- Birth name: Eugene Martynec
- Born: 1947 (age 77–78)
- Origin: Canada
- Occupation(s): Musician, composer, record producer

= Gene Martynec =

Canadian musician and record producer (born 1947)

Eugene "Gene" Martynec (born March 28 1947) is a Canadian musician, composer, and record producer. Martynec has worked across multiple musical disciplines as a guitarist, synthesist, pianist, and bassist.

==Career==
Martynec first became known as a guitarist in the Toronto group Bobby Kris & The Imperials in August 1965. He left the group in May 1967 to form Kensington Market with singer/songwriter Keith McKie, bass player Alex Darou, and drummer Jimmy Watson. He played acoustic guitar, bass, and synthesizer on Lou Reed's 1973 album Berlin, along with providing the vocal arrangement on "The Bed."

As a record producer, he received the Juno Award for Producer of the Year in 1981 for his work on Bruce Cockburn's "Tokyo" and Rough Trade's "High School Confidential." His work with Edward Bear for "Last Song" was also recognized with a Juno in 1973. Martynec also produced the Top 40 single "Listen To The Radio," recorded by The Pukka Orchestra in 1984.

Martynec has performed, composed, and recorded with pop groups and pit orchestras, and created music for visual media and live theater. He studied electronic music, composition, and orchestration with Samuel Dolin at The Royal Conservatory of Music, where he received two scholarships to study electronic music and composition (1970–1975).

Martynec has been awarded Canada Council for the Arts and Toronto Arts Council grants for music composition, and taught signal processing, principles of digital audio, MIDI, studio production, synthesis, and studio orchestration at the Harris and Trebas institutes in Toronto.

In late 1997, he released Silica, his first composed and interactive electro-acoustic music solo. The Barcelona Duets was released in 2002. In 2004, he co-composed a series of duets for various instruments and interactive computer music called Toronto Duets, funded by the Canada Council for the Arts. From 2000 to 2004, he curated Eugene's Sunday Series, an exploration of new music and other art forms at the Artword Theatre.

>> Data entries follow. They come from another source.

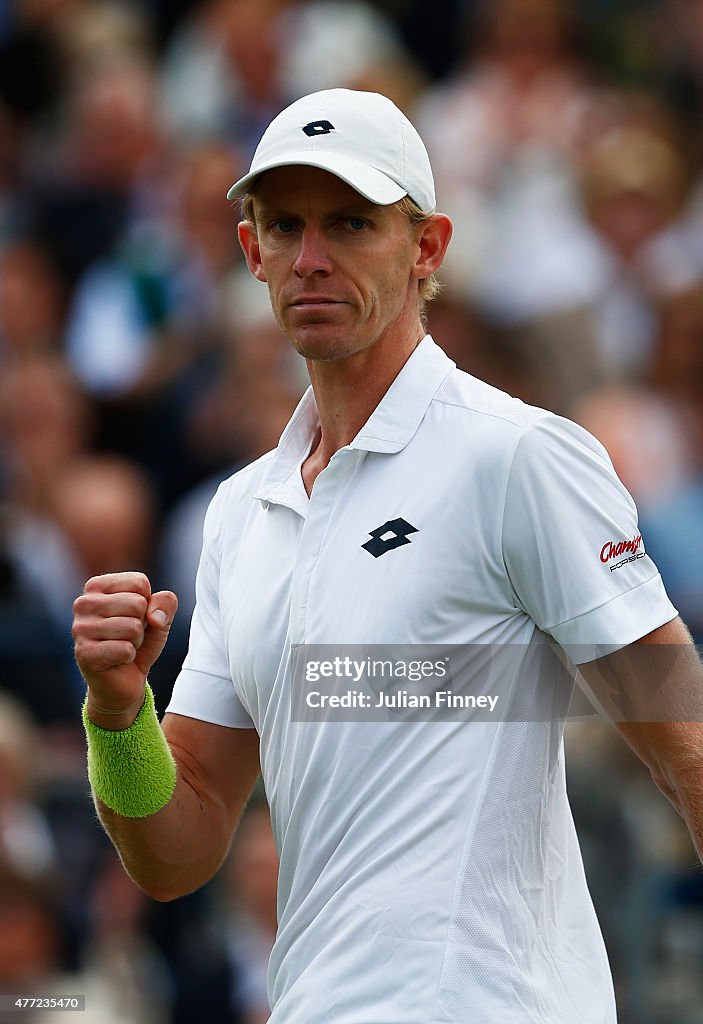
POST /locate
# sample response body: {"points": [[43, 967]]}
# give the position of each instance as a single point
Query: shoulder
{"points": [[236, 491], [504, 422]]}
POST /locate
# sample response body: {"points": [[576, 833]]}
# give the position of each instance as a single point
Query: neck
{"points": [[347, 391]]}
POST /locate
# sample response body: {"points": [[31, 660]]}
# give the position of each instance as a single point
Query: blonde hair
{"points": [[428, 289]]}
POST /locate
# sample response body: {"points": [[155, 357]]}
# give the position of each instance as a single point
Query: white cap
{"points": [[361, 137]]}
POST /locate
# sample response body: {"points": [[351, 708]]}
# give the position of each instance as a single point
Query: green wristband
{"points": [[132, 770]]}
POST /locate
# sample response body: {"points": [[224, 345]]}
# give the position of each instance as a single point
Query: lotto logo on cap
{"points": [[361, 137]]}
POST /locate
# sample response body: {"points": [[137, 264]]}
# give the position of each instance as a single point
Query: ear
{"points": [[435, 235], [249, 241]]}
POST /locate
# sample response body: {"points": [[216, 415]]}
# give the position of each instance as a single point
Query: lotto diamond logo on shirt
{"points": [[392, 535]]}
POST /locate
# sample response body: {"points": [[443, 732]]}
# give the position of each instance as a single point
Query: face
{"points": [[342, 271]]}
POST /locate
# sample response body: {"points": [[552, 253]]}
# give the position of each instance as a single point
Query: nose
{"points": [[313, 256]]}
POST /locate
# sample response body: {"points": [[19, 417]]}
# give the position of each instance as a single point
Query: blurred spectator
{"points": [[239, 418], [31, 302], [27, 846], [141, 317], [101, 175], [644, 436], [502, 132], [45, 421], [30, 939]]}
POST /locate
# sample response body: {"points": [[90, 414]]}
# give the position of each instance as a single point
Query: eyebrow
{"points": [[362, 207]]}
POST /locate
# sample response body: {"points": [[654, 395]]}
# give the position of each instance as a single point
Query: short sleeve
{"points": [[572, 547], [204, 688]]}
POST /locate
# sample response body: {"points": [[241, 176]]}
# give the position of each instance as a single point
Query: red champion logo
{"points": [[613, 549]]}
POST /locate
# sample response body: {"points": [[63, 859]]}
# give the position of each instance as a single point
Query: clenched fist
{"points": [[120, 629]]}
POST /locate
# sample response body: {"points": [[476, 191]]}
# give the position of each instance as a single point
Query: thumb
{"points": [[160, 614]]}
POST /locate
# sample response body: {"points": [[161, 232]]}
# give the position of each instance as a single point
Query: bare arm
{"points": [[653, 690], [119, 634], [180, 848]]}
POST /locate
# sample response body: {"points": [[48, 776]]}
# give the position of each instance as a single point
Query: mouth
{"points": [[314, 302]]}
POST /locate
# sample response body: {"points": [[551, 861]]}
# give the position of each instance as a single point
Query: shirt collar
{"points": [[389, 429]]}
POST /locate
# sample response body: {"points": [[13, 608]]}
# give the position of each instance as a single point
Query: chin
{"points": [[322, 348]]}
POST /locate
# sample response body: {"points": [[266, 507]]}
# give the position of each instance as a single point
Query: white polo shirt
{"points": [[430, 870]]}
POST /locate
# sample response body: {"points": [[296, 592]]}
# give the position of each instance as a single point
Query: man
{"points": [[430, 869]]}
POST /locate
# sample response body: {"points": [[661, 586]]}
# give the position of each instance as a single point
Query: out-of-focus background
{"points": [[139, 365]]}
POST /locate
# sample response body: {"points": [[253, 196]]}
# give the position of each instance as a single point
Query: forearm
{"points": [[673, 753], [176, 850]]}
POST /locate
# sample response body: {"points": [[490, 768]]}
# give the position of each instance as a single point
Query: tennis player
{"points": [[429, 865]]}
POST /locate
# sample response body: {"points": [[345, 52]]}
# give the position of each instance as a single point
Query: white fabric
{"points": [[430, 871], [361, 137]]}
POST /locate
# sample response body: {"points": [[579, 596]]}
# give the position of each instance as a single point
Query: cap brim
{"points": [[374, 184]]}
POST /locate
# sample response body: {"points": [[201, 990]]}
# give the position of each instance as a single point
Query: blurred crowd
{"points": [[139, 365]]}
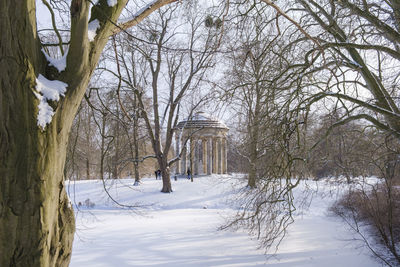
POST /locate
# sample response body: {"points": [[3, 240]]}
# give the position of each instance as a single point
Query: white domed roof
{"points": [[201, 120]]}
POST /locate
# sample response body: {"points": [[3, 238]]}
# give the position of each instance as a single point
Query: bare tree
{"points": [[37, 222], [162, 67]]}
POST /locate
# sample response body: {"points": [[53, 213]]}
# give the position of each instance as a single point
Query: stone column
{"points": [[205, 155], [183, 161], [177, 151], [219, 155], [224, 156], [191, 163], [195, 153], [214, 156]]}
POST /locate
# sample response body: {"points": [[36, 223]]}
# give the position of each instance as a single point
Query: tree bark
{"points": [[36, 219]]}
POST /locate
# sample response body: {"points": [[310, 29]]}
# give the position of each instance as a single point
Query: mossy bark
{"points": [[36, 219]]}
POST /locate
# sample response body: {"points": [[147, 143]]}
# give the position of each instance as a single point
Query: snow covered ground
{"points": [[181, 228]]}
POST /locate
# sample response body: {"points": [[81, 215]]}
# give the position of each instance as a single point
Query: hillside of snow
{"points": [[181, 228]]}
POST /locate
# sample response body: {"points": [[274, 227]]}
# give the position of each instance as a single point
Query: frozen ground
{"points": [[180, 229]]}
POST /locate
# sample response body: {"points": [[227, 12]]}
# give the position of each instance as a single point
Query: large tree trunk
{"points": [[36, 218], [165, 172]]}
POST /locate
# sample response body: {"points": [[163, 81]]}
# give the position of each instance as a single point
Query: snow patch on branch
{"points": [[59, 63], [112, 3], [92, 28], [139, 12], [47, 90]]}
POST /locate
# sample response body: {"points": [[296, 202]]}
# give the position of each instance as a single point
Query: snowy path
{"points": [[177, 231]]}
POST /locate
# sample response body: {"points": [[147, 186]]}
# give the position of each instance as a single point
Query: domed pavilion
{"points": [[201, 142]]}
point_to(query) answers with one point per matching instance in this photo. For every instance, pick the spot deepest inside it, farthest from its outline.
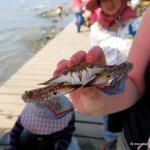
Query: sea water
(21, 28)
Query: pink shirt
(76, 5)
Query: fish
(82, 75)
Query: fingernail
(89, 59)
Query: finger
(60, 67)
(96, 56)
(77, 58)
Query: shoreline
(11, 61)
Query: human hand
(85, 100)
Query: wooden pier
(39, 69)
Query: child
(36, 129)
(114, 30)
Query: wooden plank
(89, 130)
(7, 121)
(83, 118)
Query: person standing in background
(77, 9)
(114, 29)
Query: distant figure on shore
(77, 9)
(59, 10)
(134, 3)
(36, 129)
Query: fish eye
(54, 93)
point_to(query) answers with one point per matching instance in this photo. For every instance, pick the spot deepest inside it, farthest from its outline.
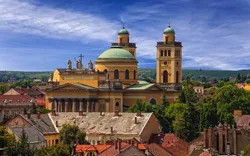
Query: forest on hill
(144, 73)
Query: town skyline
(42, 35)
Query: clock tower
(169, 59)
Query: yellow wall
(174, 62)
(51, 139)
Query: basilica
(111, 83)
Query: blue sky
(41, 35)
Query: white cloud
(24, 17)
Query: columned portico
(74, 104)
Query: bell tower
(169, 59)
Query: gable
(18, 121)
(11, 92)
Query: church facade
(112, 83)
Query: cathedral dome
(116, 52)
(123, 31)
(169, 30)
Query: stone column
(96, 107)
(107, 104)
(87, 108)
(60, 105)
(81, 105)
(55, 104)
(66, 106)
(73, 105)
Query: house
(103, 127)
(41, 124)
(171, 143)
(35, 93)
(10, 105)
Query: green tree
(69, 134)
(246, 151)
(5, 137)
(58, 150)
(20, 147)
(3, 88)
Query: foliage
(246, 151)
(5, 137)
(3, 88)
(20, 147)
(58, 150)
(69, 134)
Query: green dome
(116, 52)
(123, 31)
(169, 30)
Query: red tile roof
(171, 143)
(15, 98)
(157, 150)
(205, 154)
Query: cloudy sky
(41, 35)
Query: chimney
(138, 113)
(28, 115)
(136, 120)
(116, 113)
(116, 144)
(80, 113)
(120, 145)
(53, 112)
(111, 130)
(38, 115)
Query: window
(165, 76)
(169, 53)
(177, 77)
(152, 101)
(116, 74)
(134, 74)
(166, 39)
(127, 74)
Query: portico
(74, 104)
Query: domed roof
(123, 31)
(169, 30)
(116, 52)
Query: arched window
(152, 101)
(116, 74)
(177, 77)
(165, 76)
(169, 53)
(127, 74)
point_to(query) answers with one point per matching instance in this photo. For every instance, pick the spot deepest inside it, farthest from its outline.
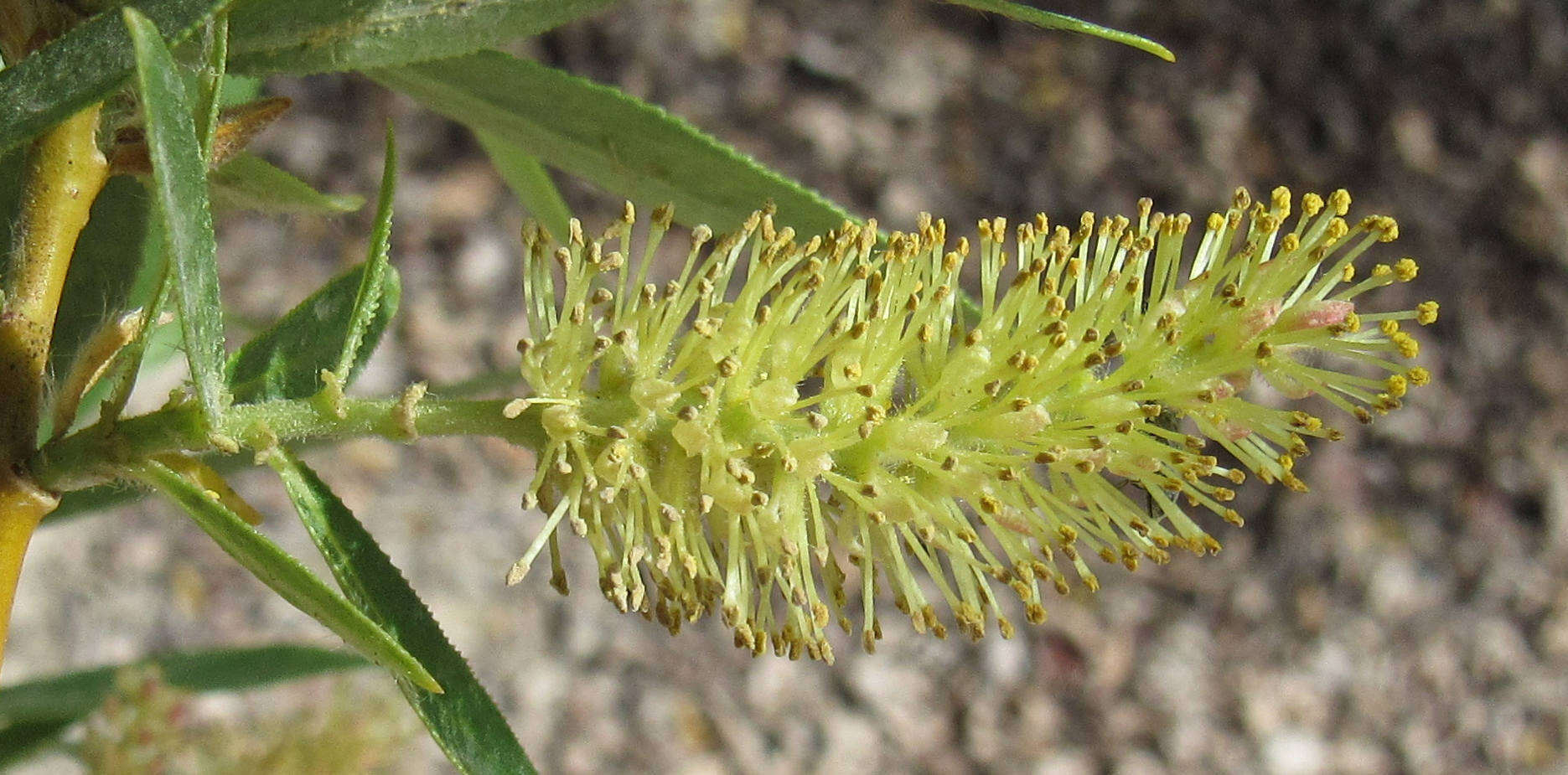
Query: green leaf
(209, 80)
(367, 319)
(21, 741)
(316, 35)
(179, 185)
(286, 361)
(1053, 21)
(34, 714)
(286, 576)
(626, 147)
(248, 183)
(75, 694)
(529, 179)
(84, 66)
(463, 721)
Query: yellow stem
(23, 504)
(65, 173)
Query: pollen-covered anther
(833, 399)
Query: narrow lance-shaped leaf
(286, 361)
(367, 303)
(529, 179)
(179, 184)
(1054, 21)
(248, 183)
(84, 66)
(628, 147)
(463, 721)
(21, 741)
(36, 713)
(316, 35)
(75, 694)
(286, 576)
(209, 91)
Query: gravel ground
(1410, 614)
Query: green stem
(101, 452)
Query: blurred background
(1407, 615)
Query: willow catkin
(794, 427)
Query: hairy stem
(101, 452)
(65, 173)
(23, 504)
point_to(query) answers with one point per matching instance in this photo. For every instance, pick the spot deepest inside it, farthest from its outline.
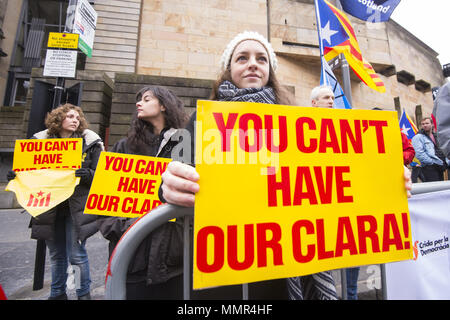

In 2004, Martynec moved to Beijing for two years, where he performed in Yunnan Province with Yan Jun, a sound artist, music critic, poet, and organizer, and at several music and art festivals, including the Dashanzi International Arts Festival and the Bookworm Beijing performance venue.

Based in London, England, from 2007 through 2010, he performed with the London Improvisers Orchestra and many small ensembles, including the string trio Barrel and Triptec. He played with Amsterdam's Royal Improvisers Orchestra and Wuppertal Improvisers Orchestra in 2009 and 2010.

In 2010, he organized the formation of the Toronto Improvisers Orchestra. Since then, he has been involved with the Toronto improvising community, playing at Somewhere There and with Bruce Cassidy in So Nu and other Toronto music improvisers.